長い黒髪を垂らした白服の女の幽霊・・・という貞子のビジュアルは、その後多くのエピゴーネンを生み出して
消費し尽くされた感がある。この作品以降の和製ホラーに出てくる幽霊が貞子のイメージを踏襲した類似品だったことを
考えれば、いかに本作が偉大だったか伺えよう。そのため改めて見直しても公開当時ほどのショックは感じられないが、
『リング』の大ヒットが有形無形でその後の和製ホラーに与えた影響の大きさを考えると、やはりこれは20世紀最後に生まれた
Jホラーのエポックメイキング的な位置にある映画と思う。
キャスト面では映画冒頭で死ぬ第一の犠牲者が少女時代の竹内結子だったり、頬がポチャポチャした松嶋菜々子の初々しさなど
見どころ多し。
音声は6.1 DTS-HD Master Audioと、2.0chドルビーサラウンド。特典映像には文字だけで構成した30秒ほどの特報と
『らせん』の映像をザッピングして作った予告編をHD画質で収録。
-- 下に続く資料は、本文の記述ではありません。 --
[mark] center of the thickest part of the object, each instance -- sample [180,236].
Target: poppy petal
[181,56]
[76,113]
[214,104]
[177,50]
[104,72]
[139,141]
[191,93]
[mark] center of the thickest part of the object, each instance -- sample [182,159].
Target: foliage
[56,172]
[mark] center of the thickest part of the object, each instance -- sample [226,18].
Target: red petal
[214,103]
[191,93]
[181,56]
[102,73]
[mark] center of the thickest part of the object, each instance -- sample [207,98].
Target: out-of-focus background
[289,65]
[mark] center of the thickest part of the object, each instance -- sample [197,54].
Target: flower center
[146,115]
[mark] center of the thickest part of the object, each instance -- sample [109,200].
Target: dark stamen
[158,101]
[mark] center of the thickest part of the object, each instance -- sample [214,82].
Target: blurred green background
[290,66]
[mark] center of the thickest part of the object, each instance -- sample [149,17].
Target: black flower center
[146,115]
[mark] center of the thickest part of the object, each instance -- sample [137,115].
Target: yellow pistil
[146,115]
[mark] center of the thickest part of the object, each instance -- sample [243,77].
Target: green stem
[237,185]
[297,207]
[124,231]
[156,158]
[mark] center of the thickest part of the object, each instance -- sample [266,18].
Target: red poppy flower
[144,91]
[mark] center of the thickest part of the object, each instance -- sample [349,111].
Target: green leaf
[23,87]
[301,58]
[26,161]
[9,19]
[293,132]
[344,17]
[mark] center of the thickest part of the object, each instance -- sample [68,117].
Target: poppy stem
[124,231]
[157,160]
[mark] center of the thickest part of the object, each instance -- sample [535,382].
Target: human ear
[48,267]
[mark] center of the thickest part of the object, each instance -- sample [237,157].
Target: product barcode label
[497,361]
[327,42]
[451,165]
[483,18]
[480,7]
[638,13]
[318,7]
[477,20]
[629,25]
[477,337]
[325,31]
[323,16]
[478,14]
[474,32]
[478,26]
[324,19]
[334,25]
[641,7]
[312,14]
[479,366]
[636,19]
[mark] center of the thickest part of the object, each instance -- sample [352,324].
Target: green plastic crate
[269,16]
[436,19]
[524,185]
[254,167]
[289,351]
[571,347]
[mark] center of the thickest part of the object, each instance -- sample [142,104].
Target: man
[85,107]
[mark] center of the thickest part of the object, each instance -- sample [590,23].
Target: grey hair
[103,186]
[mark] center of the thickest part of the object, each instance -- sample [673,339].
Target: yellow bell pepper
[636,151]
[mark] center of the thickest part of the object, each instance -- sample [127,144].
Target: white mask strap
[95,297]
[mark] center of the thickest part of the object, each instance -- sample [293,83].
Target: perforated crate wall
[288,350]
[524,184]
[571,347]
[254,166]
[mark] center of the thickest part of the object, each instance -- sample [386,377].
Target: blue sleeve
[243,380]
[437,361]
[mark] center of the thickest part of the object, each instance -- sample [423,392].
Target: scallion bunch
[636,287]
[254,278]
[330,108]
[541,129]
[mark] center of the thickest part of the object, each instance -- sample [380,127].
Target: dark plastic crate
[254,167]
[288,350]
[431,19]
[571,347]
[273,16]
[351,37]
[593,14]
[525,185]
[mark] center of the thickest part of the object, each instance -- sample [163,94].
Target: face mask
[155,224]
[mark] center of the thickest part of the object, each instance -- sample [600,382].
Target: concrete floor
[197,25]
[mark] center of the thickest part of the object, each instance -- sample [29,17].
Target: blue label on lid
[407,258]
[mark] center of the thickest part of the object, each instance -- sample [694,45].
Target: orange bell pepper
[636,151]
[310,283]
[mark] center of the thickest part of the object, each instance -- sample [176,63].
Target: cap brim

この予告編の最後に流れる「♪きっと来る〜」という主題歌も
忘れがたい。
ローコントラストポジからのテレシネは、ややザラッとした質感の画面で昨今の新作映画のブルーレイには及ばないが、
1998年の映画と思えば仕方ないかも? 作品の性格上、薄暗い室内やナイトシーンが多いが、暗がりの箇所にフィルムグレインを
高めに感じる。それでも99年発売のジュエルケースのDVD(これは酷い低画質)、ニューマスターを使った09年のHi-Bit版DVDに
比べれば画質は飛躍的に向上しているのでOK。ポジから起こした10数年前の映画ならこれぐらいでしょう。
待望のブルーレイ化にしては解説書やチャプター表などの封入物が全く無いのは寂しかったですね。